CT and MRI images analysis were evaluated separately and blindly by two pediatric and chest radiologists with 15 years of experience. With HRCT being the gold standard examination, comparative evaluation of the two studies was done using the modified Bhalla scoring system to facilitate the interpretation of the imaging findings described by Judge et al. [5]; then, by the aid of clinical data primary diagnosis is tried to be postulated for HRCT and MRI study separately and the final diagnosis concluded after laboratory investigation in cases with granulomatous and cystic fibrosis (CF) disease, and biopsy for cases with interstitial lung disease (ILD).

Statistical analysis

Data were coded and entered using the statistical package SPSS (Statistical Package for the Social Sciences) version 25. Data were summarized using mean, standard deviation (SD), minimum and maximum in quantitative data, and using frequency (count) and relative frequency (percentage) for categorical data. Correlation of CT and MRI scores using Pearson Correlation Coefficient Calculator then calculated P value; P < 0.05 was considered statistically significant. We calculated the mean difference between CT and MRI scores and their SD.

Results

Seventy children with CLD were assessed from January 2018 to March 2020, and the patients consisted of 58 males (83%) and 12 females (17%), with a male-to-female ratio (4.8:1), age ranging 1.2 to 14 years old (mean 5.7).

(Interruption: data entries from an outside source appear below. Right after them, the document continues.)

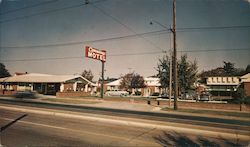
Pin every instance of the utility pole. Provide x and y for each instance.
(175, 57)
(170, 78)
(102, 86)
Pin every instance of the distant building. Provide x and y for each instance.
(45, 84)
(152, 86)
(222, 86)
(114, 85)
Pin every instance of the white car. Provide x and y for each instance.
(117, 93)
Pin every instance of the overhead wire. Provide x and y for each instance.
(124, 25)
(27, 7)
(47, 12)
(83, 42)
(128, 54)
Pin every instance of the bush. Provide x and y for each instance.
(137, 93)
(155, 94)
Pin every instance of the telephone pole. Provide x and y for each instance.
(175, 57)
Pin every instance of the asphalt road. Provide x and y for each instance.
(33, 129)
(223, 123)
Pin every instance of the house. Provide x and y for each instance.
(45, 83)
(245, 81)
(222, 86)
(112, 86)
(152, 86)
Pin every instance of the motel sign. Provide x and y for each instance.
(95, 54)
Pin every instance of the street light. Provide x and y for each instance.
(170, 66)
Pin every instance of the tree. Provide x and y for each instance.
(132, 80)
(3, 71)
(88, 75)
(229, 68)
(137, 81)
(187, 72)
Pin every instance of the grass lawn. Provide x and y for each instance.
(211, 112)
(70, 101)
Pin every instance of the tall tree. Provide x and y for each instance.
(187, 72)
(229, 68)
(88, 75)
(137, 81)
(3, 71)
(126, 81)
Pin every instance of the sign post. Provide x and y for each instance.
(98, 55)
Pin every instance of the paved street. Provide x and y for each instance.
(42, 128)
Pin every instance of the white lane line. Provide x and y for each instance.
(135, 124)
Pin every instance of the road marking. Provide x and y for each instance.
(131, 123)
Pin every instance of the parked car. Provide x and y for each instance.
(24, 94)
(205, 97)
(117, 93)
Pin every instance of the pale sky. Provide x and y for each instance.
(50, 36)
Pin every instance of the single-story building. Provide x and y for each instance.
(222, 86)
(152, 86)
(46, 84)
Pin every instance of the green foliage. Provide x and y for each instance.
(187, 72)
(240, 97)
(137, 81)
(3, 71)
(88, 75)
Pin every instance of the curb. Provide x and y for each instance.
(131, 123)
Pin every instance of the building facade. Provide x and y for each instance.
(222, 86)
(45, 84)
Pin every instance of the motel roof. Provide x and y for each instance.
(245, 78)
(150, 81)
(42, 78)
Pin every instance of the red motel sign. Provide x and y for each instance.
(93, 53)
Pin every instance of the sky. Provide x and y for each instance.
(50, 36)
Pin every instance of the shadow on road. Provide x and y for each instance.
(180, 140)
(12, 122)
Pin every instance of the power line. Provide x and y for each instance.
(47, 12)
(128, 54)
(82, 42)
(124, 25)
(211, 28)
(30, 6)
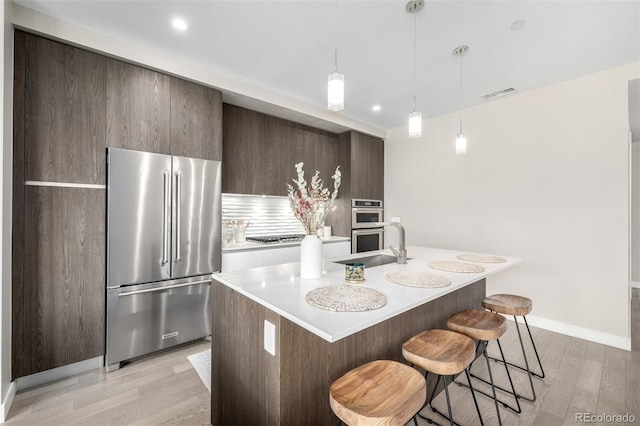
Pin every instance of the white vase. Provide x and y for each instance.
(311, 257)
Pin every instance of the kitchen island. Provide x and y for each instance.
(312, 347)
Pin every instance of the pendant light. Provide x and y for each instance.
(461, 138)
(335, 85)
(415, 117)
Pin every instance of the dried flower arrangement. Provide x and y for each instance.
(312, 205)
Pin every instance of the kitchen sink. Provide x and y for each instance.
(371, 260)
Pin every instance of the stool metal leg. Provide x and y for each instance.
(493, 388)
(490, 382)
(473, 394)
(540, 375)
(526, 363)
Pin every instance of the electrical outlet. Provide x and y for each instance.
(269, 337)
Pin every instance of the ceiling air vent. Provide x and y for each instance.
(499, 93)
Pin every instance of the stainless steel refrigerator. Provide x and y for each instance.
(163, 244)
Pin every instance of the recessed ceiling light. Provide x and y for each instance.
(519, 24)
(179, 24)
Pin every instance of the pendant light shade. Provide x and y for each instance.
(461, 143)
(335, 82)
(461, 138)
(415, 124)
(335, 91)
(415, 117)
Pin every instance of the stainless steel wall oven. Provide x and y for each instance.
(366, 232)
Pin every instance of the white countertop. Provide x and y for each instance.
(258, 246)
(280, 289)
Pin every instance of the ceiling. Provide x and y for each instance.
(288, 46)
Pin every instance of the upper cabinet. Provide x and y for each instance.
(196, 120)
(245, 165)
(64, 113)
(367, 166)
(138, 108)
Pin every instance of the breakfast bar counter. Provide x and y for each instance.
(280, 373)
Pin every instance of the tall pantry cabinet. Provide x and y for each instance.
(69, 106)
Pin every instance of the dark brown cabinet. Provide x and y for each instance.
(367, 166)
(64, 112)
(64, 250)
(69, 105)
(261, 151)
(138, 108)
(196, 120)
(245, 165)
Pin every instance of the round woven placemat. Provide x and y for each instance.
(455, 266)
(346, 298)
(482, 258)
(417, 279)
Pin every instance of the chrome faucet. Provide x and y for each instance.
(401, 251)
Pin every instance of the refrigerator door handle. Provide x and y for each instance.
(150, 290)
(177, 256)
(165, 217)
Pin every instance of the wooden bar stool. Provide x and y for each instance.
(485, 326)
(378, 393)
(509, 304)
(444, 353)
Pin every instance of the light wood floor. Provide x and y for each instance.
(158, 390)
(582, 377)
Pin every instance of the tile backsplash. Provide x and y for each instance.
(268, 215)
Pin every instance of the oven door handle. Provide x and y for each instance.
(367, 209)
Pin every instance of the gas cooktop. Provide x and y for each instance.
(274, 239)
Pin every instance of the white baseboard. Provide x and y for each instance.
(580, 333)
(58, 373)
(6, 404)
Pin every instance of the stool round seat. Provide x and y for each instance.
(508, 304)
(479, 324)
(442, 352)
(378, 393)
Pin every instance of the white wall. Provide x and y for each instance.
(635, 212)
(546, 179)
(7, 388)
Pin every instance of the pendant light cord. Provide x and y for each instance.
(414, 62)
(460, 91)
(336, 34)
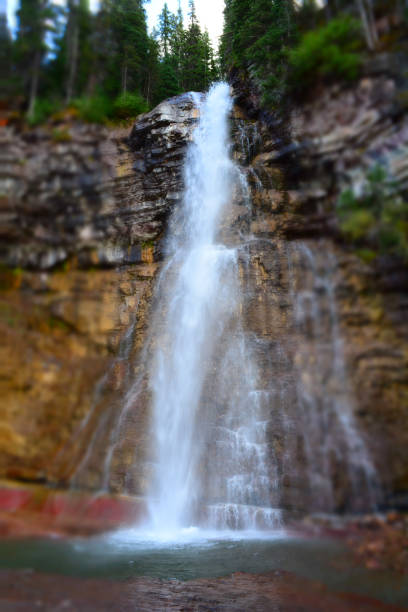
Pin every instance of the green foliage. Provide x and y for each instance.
(43, 109)
(378, 216)
(105, 65)
(93, 109)
(331, 51)
(61, 135)
(129, 105)
(256, 39)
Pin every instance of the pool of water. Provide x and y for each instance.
(195, 554)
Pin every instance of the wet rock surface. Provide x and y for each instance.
(274, 591)
(84, 213)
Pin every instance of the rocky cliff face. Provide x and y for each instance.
(83, 221)
(83, 212)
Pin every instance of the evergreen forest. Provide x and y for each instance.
(107, 66)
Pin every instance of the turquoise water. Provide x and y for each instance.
(197, 555)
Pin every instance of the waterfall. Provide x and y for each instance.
(208, 432)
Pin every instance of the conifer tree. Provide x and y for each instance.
(35, 18)
(6, 50)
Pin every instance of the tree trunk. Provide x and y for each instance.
(367, 18)
(73, 48)
(35, 77)
(124, 76)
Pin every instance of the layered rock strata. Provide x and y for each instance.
(78, 284)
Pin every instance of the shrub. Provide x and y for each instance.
(378, 216)
(43, 109)
(331, 51)
(93, 109)
(129, 105)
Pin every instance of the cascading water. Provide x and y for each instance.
(201, 346)
(242, 373)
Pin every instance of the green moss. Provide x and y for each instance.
(331, 51)
(147, 244)
(61, 135)
(367, 255)
(357, 224)
(377, 218)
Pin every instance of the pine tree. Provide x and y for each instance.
(256, 39)
(35, 18)
(6, 51)
(129, 31)
(78, 49)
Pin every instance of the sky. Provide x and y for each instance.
(209, 12)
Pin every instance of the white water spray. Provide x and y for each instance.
(199, 335)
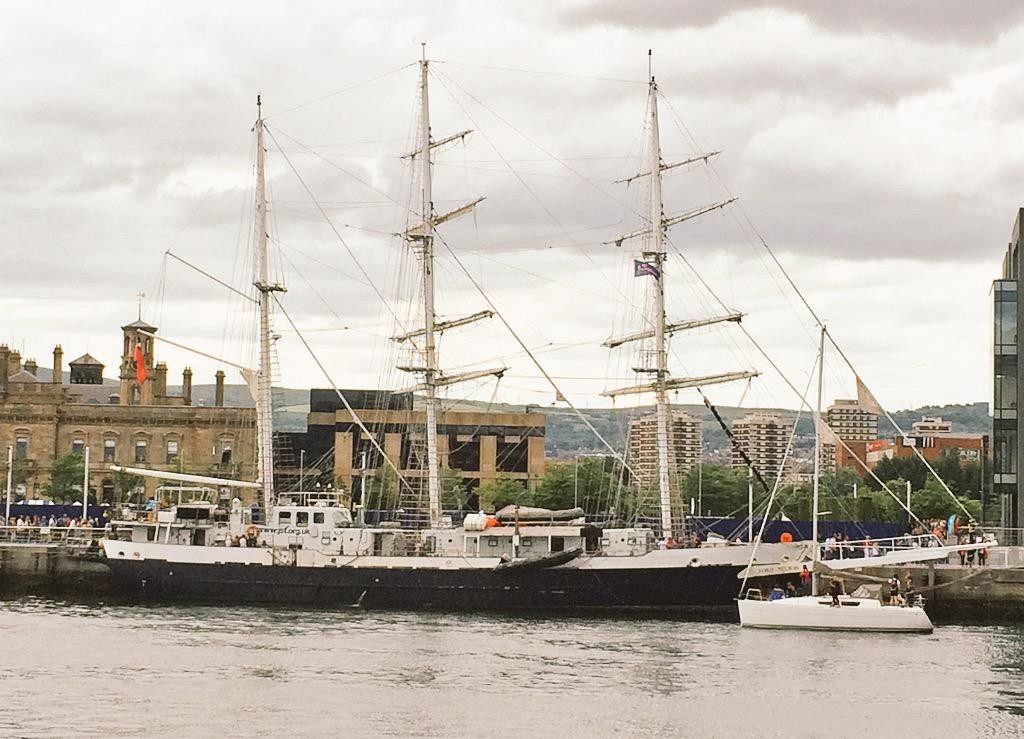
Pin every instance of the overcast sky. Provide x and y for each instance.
(875, 145)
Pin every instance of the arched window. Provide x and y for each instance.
(22, 440)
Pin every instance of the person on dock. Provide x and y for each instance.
(835, 589)
(829, 552)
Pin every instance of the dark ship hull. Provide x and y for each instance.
(556, 589)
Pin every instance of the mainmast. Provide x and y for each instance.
(264, 403)
(654, 257)
(424, 234)
(656, 253)
(427, 255)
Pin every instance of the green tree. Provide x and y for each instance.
(454, 491)
(722, 489)
(502, 491)
(586, 482)
(891, 468)
(933, 502)
(381, 489)
(67, 474)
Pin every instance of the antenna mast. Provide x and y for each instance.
(264, 402)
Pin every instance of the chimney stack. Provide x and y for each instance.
(4, 362)
(160, 380)
(57, 365)
(186, 386)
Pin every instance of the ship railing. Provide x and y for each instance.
(856, 549)
(81, 536)
(1007, 536)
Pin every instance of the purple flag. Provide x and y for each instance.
(642, 268)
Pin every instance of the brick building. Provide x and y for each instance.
(131, 423)
(857, 426)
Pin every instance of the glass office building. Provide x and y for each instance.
(1007, 439)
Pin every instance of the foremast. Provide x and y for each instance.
(264, 379)
(654, 257)
(424, 236)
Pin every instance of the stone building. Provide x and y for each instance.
(764, 438)
(684, 446)
(131, 423)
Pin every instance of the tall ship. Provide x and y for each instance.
(310, 549)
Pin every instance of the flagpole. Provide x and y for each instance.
(10, 477)
(85, 486)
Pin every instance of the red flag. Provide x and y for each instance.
(140, 374)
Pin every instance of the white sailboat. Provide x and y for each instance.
(312, 552)
(836, 612)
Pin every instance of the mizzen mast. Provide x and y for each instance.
(423, 236)
(654, 256)
(264, 401)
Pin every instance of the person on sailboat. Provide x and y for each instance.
(894, 590)
(835, 589)
(911, 594)
(805, 580)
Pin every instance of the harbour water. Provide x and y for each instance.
(116, 669)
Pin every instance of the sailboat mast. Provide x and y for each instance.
(656, 253)
(427, 256)
(817, 462)
(264, 406)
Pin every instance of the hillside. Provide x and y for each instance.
(567, 435)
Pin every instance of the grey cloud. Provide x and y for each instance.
(966, 23)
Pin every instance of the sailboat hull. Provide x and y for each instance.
(816, 613)
(556, 589)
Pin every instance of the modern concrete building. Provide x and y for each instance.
(931, 426)
(1008, 487)
(684, 446)
(764, 438)
(477, 446)
(856, 426)
(143, 426)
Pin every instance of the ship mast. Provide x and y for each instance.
(264, 403)
(424, 235)
(817, 465)
(654, 257)
(656, 253)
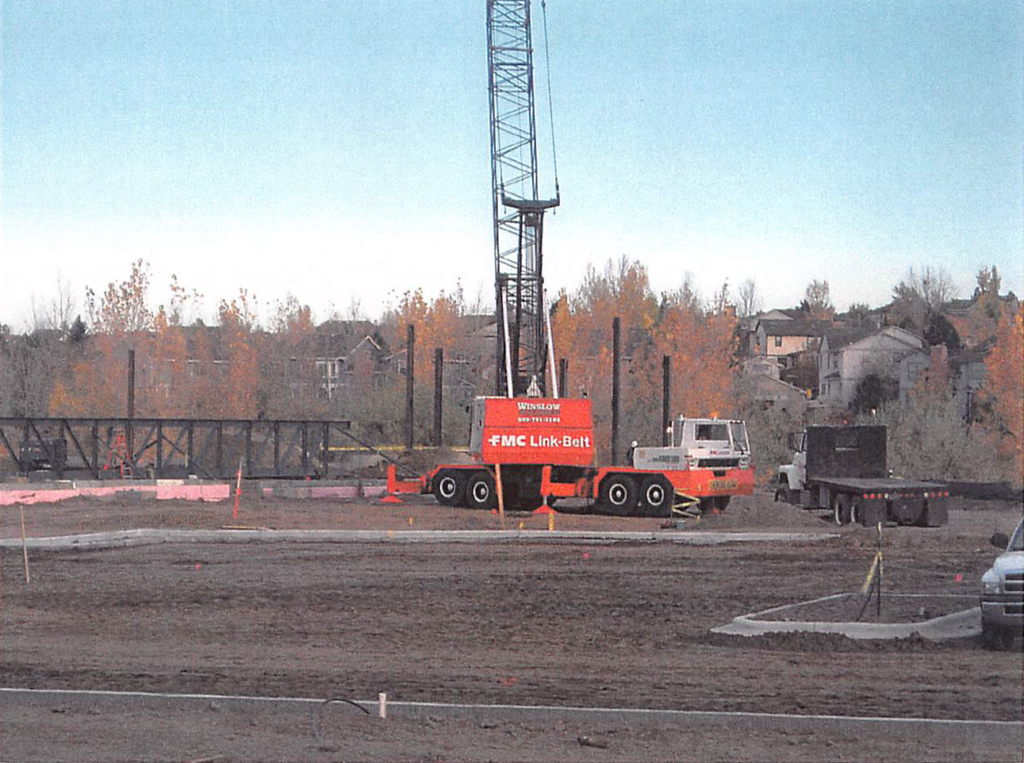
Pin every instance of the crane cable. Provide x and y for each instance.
(551, 110)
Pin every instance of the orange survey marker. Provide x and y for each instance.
(397, 486)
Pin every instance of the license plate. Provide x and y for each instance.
(723, 484)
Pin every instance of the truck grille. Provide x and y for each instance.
(717, 463)
(1014, 583)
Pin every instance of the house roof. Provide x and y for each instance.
(839, 338)
(794, 327)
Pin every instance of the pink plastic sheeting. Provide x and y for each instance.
(159, 492)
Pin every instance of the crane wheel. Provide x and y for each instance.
(480, 491)
(656, 496)
(619, 495)
(449, 488)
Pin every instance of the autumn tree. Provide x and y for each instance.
(749, 300)
(1005, 388)
(817, 301)
(920, 297)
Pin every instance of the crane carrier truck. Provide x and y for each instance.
(543, 450)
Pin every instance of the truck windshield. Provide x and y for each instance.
(713, 431)
(1017, 542)
(738, 436)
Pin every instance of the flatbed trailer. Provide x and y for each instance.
(867, 496)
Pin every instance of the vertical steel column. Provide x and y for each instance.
(615, 381)
(220, 449)
(305, 450)
(438, 393)
(94, 433)
(410, 374)
(326, 443)
(58, 457)
(249, 449)
(160, 449)
(129, 433)
(276, 449)
(666, 398)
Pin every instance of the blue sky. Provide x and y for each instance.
(338, 152)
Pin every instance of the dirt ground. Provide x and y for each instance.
(621, 625)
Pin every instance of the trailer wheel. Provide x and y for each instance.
(449, 488)
(619, 495)
(907, 511)
(857, 511)
(841, 509)
(480, 492)
(655, 496)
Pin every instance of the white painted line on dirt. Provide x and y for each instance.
(547, 710)
(122, 539)
(962, 624)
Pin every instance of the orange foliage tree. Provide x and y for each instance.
(1005, 386)
(698, 339)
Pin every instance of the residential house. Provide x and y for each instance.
(966, 369)
(848, 355)
(762, 383)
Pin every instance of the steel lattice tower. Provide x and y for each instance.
(518, 214)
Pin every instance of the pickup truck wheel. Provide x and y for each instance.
(841, 509)
(449, 488)
(655, 496)
(619, 495)
(480, 492)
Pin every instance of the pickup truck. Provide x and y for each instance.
(1003, 592)
(843, 470)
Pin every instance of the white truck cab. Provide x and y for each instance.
(794, 474)
(699, 443)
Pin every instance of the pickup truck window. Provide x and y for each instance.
(1017, 542)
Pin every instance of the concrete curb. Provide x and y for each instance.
(123, 539)
(958, 625)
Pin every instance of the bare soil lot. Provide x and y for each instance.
(600, 625)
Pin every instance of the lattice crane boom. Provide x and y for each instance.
(518, 213)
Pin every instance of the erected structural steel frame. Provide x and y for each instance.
(170, 448)
(518, 215)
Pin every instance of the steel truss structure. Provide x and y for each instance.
(212, 449)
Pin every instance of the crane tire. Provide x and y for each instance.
(619, 495)
(656, 495)
(480, 491)
(449, 486)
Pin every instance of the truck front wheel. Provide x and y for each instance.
(619, 495)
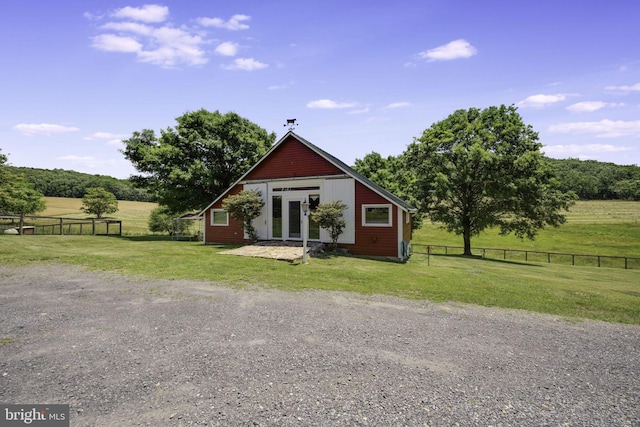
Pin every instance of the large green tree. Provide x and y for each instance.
(483, 168)
(191, 164)
(17, 195)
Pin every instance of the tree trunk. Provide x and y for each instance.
(466, 235)
(467, 243)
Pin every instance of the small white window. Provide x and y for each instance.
(219, 217)
(376, 216)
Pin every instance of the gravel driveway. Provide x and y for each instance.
(128, 351)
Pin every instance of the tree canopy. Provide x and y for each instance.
(17, 195)
(191, 164)
(483, 168)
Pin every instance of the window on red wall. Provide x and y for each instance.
(377, 215)
(219, 217)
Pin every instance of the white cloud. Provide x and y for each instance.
(394, 105)
(542, 100)
(625, 88)
(330, 104)
(91, 163)
(591, 106)
(146, 13)
(43, 128)
(112, 138)
(165, 46)
(246, 64)
(114, 43)
(582, 151)
(452, 50)
(235, 23)
(129, 27)
(360, 111)
(603, 128)
(283, 86)
(227, 49)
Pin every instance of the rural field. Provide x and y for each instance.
(143, 330)
(600, 228)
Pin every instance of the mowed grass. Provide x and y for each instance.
(609, 294)
(593, 227)
(134, 215)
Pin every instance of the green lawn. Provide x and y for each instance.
(610, 294)
(134, 215)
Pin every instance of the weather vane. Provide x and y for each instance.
(291, 123)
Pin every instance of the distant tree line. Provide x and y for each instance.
(66, 183)
(589, 179)
(593, 180)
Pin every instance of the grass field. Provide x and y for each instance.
(609, 294)
(134, 215)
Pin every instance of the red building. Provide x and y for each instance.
(293, 171)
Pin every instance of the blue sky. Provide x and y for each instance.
(77, 77)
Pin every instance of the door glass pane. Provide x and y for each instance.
(314, 227)
(294, 219)
(276, 213)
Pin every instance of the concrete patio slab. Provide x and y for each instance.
(285, 251)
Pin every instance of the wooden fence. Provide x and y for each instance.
(521, 255)
(61, 226)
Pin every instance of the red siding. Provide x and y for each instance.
(375, 241)
(292, 159)
(233, 233)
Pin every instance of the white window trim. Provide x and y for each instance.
(364, 215)
(219, 225)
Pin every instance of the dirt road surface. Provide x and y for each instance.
(124, 351)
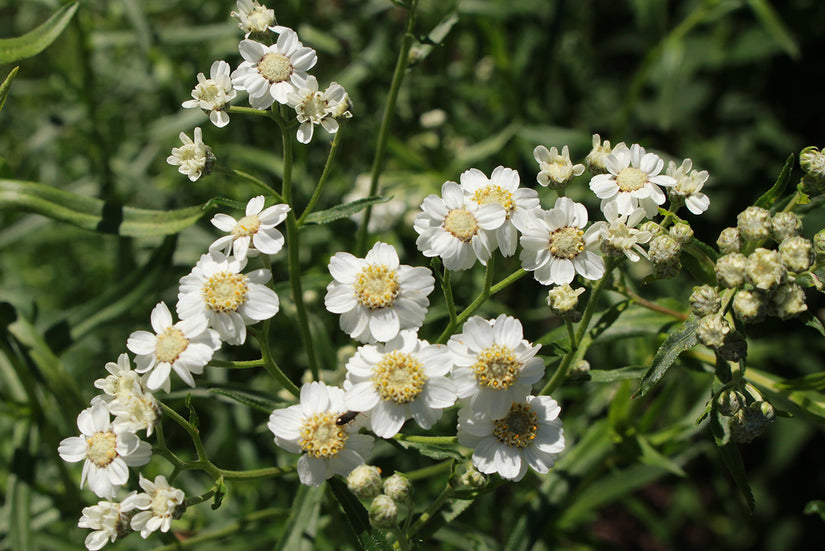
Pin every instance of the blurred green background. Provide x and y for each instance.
(734, 85)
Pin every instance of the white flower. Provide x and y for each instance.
(216, 289)
(108, 522)
(108, 451)
(619, 235)
(632, 180)
(494, 365)
(185, 347)
(159, 505)
(213, 94)
(555, 248)
(455, 229)
(270, 73)
(253, 233)
(529, 435)
(376, 296)
(253, 17)
(310, 427)
(689, 185)
(501, 189)
(193, 158)
(404, 378)
(313, 107)
(555, 170)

All cases diagnosed as CLD which was 17% subacute hypersensitivity pneumonitis, 26% chronic interstitial lung disease (ILD) {non-specific interstitial pneumonia; (NSIP), and usual interstitial pneumonia; (UIP)}, CF in 8.6%, follicular bronchiolitis in 8.6%, aspiration pneumonia in 25.7%, bronchiolitis obliterans in 5.7%, and chronic granulomatous infection was found in 11.4%. All cases had variable degrees of bronchiectasis, and bronchial wall thickening, 88.6% of cases had ground-glass densities, 57% of cases had mucus plugs and mosaic attenuation, and 51.4% had acinar (centrilobular) nodules. Less frequently, we found fibrosis, honeycombing, air trapping, collapse, consolidation, abscess, sacculation, emphysema, and air bubbles.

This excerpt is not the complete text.